August 17, 2022: Markets drifted in Asia on Wednesday, with investors trying to navigate an uncertain economic landscape as central banks hike interest rates to fight runaway inflation, in turn fuelling fears of a possible recession.
But while officials at the Federal Reserve and its peers are expected to keep tightening monetary policy for the rest of the year, talk is building that they will be able to ease up in 2023 — and maybe even cut rates — if the pace of price rises comes down.
Minutes from the Fed's July meeting will be pored over when they are released later in the day, with investors hoping for some insight into policymakers' thinking and an idea of its plan for next month's gathering.
"We expect the … minutes to have a hawkish tilt," Carol Kong, at Commonwealth Bank of Australia, said. "We would not be surprised if the minutes show (officials) considered a 100 basis points increase in July."
The bank lifted rates by 75 points in both June and July.
Forecast-beating earnings from retail titans Walmart and Home Depot provided optimism that US consumers remain resilient even as inflation remains elevated and borrowing costs are going up.
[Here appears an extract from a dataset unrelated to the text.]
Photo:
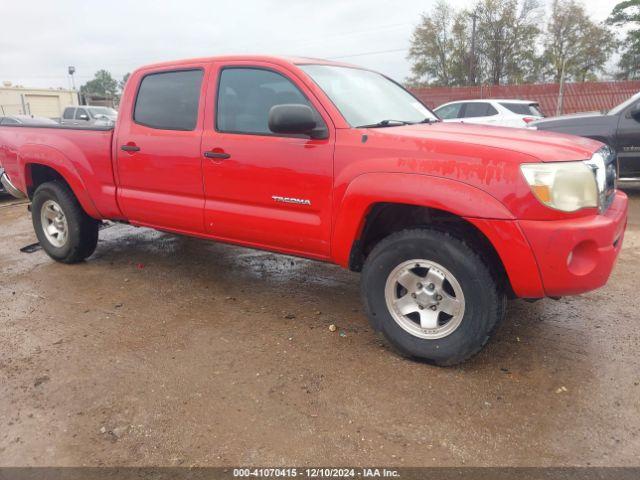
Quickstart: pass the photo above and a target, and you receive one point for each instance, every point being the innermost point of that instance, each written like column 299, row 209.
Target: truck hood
column 575, row 120
column 543, row 146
However, Asia struggled to match the positive lead from Wall Street, with concerns about China's economy dampening appetite.
The country's central bank announced a surprise interest rate cut Monday and a report Tuesday said Premier Li Keqiang called on six key provinces — accounting for about 40 percent of the economy — to bolster pro-growth policies.
However, analysts said markets are more concerned about the debilitating impact of lockdowns and other strict containment measures implemented as part of the government's zero-Covid strategy.
"Visibility over the evolution of China's zero-Covid policy is low and recent messaging has suggested virus containment remains a top policy priority of the country," said Adam Montanaro, investment director of global emerging markets equities at abrdn.
"Not only do investors hate uncertainty, but the negative economic impact of this policy is increasingly visible."
Hong Kong was flat and Shanghai slipped, while there were also losses in Seoul and Wellington.
Tokyo, Singapore, Taipei and Manila rose.
Equities have enjoyed several weeks of gains since hitting their June lows, and while the initial bounce was broadly seen as a bear market rally there is a hope that they may have already reached their nadir.
"It looks like a bottom, acts like a bottom, and trades like a bottom, then it probably is a bottom," said OANDA's Edward Moya in a note.
"Bear market rally calls are suddenly becoming quiet these days. The risks of the Fed sending the economy into a recession are easing as inflation is slowly coming down.
"The Fed's soft landing seems achievable and that has allowed this rally to continue."